Shortly before the Supreme Court’s overturning of Roe v. Wade, Rep. Pressley led a group of her Black women colleagues in writing to President Biden urging him to declare a public health emergency amid the unprecedented threats to abortion rights nationwide.
Rep. Pressley condemned the Supreme Court’s leaked draft opinion to overturn Roe v. Wade., and implored the Senate to protect abortion rights and slammed the white supremacist roots of anti-abortion efforts.
In September 2024, in a House Democratic Steering and Policy Committee Hearing, Rep. Pressley highlighted the harmful and deadly impact of abortion bans in America to date, and outlined in detail the shameful circumstances under which Amber Nicole Thurman died after being denied necessary abortion care in Georgia.
In June 2024, Rep. Pressley issued a statement on the Supreme Court’s ruling in Idaho v. United States; Moyle v. United States – the case about whether emergency abortion care is included under the Emergency Medical Treatment and Labor Act (EMTALA).
In May 2024, Rep. Pressley issued a statement on a Louisiana bill that would classify medication abortion drugs mifepristone and misoprostol as controlled substances.
In April 2024, at a House Oversight Committee hearing, Rep. Pressley played “Fact or Fiction” with Food and Drug Administration (FDA) Commissioner Robert Califf to emphasize the safety and efficacy of medication abortion drug mifepristone.
In August 2023, Rep. Pressley issued a statement on the Fifth Circuit Court decision in Alliance for Hippocratic Medicine v. FDA.
In July 2023, Rep. Pressley, alongside Senator Patty Murray (D-WA), Rep. Cori Bush (MO-01), and Senator Tammy Duckworth (D-IL), reintroduced the Reproductive Health Care Accessibility Act, legislation to help people with disabilities—who face discrimination and extra barriers when seeking care—get better access to reproductive healthcare and the informed care they need to control their own reproductive lives.
In July 2023, Rep. Pressley applauded the Food and Drug Administration’s (FDA) approval of over-the-counter birth control.
In May 2023, Rep. Pressley applauded the FDA Advisory Committee’s unanimous, 17-0 vote to recommend the approval of the first-ever application for over-the-counter birth control. She and Senator Murray also held a press conference applauding the decision and urging the FDA to approval over-the-counter birth control without delay.
In May 2023, Rep.

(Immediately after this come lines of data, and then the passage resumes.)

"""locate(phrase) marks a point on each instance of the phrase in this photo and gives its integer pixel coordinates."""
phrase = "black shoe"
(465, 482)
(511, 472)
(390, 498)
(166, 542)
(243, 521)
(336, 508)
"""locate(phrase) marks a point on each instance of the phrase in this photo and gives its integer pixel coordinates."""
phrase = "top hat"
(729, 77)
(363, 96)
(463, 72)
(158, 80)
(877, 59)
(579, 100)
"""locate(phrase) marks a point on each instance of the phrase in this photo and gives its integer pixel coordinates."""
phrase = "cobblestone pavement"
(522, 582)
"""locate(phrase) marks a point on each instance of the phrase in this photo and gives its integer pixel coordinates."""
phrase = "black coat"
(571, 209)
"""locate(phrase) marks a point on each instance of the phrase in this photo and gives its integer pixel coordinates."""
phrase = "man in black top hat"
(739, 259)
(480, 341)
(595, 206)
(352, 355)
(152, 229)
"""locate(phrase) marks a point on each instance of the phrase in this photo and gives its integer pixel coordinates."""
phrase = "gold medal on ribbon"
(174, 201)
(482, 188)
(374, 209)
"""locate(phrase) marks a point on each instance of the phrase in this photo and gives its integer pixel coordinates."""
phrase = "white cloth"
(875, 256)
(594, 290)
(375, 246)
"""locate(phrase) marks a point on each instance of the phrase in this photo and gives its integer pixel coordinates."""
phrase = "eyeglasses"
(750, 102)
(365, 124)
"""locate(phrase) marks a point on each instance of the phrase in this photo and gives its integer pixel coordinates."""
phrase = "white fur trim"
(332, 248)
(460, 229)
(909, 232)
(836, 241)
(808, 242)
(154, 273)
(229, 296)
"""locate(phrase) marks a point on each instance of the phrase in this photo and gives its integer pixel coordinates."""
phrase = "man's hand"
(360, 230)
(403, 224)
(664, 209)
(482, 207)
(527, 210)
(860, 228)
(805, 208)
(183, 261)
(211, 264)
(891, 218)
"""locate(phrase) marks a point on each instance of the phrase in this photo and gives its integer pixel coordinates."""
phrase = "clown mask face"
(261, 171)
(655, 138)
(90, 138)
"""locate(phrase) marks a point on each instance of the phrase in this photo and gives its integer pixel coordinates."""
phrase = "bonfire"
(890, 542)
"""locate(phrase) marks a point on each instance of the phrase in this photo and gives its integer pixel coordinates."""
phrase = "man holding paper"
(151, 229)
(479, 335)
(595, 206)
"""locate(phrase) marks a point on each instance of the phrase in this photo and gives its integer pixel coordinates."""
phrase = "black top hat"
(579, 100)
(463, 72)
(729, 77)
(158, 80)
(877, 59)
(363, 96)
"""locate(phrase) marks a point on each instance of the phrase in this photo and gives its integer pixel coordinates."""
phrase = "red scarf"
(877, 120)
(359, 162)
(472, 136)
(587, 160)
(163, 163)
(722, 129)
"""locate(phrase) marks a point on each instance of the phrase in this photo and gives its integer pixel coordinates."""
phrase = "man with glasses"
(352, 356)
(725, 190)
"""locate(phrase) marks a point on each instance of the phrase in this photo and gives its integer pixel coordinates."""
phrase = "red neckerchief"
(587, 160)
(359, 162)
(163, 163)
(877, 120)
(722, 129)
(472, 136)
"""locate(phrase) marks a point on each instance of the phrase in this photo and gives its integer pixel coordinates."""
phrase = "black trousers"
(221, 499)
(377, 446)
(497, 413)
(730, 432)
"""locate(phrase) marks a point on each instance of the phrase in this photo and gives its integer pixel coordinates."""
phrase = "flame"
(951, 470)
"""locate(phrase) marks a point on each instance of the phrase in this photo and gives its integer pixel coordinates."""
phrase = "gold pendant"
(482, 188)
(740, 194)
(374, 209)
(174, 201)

Pressley, along with Representatives Alexandria Ocasio-Cortez (NY-14) and Ami Bera, MD (CA-06) and Senators Mazie Hirono (D-HI) and Catherine Cortez Masto (D-NV), reintroduced their bicameral Affordability is Access Act to ensure that once the FDA determines an over-the-counter birth control option to be safe, insurers fully cover over-the-counter birth control without any fees or out-of-pocket costs.
In April 2023, Rep. Pressley issued a statement condemning the Texas court ruling on mifepristone, and discussed the Texas case in a recent floor speech in which she affirmed medication abortion as routine medical care and access to mifepristone as essential. She later joined Governor Maura Healey, Senator Elizabth Warren (D-MA), and local leaders in announcing action to protect Mifepristone in Massachusetts.
In March 2023, Rep. Pressley, along with Senator Cory Booker (D-NJ) and Reps. Schakowsky, Lee, DeGette, Torres and Strickland, reintroduced the Abortion is Healthcare Everywhere Act harmful and discriminatory Helms Amendment and expand abortion access globally.
In March 2023, Rep. Pressley and Senator Hirono led their colleagues in reintroducing a bicameral congressional resolution honoring abortion providers and clinic staff.
In March 2023, Rep. Pressley delivered a speech in which she discussed the pending court case in Texas, which aims to restrict access to medication abortion across the entire nation. In her remarks, Rep. Pressley affirmed medication abortion as routine medical care, and accessibility to the abortion pill mifepristone as essential.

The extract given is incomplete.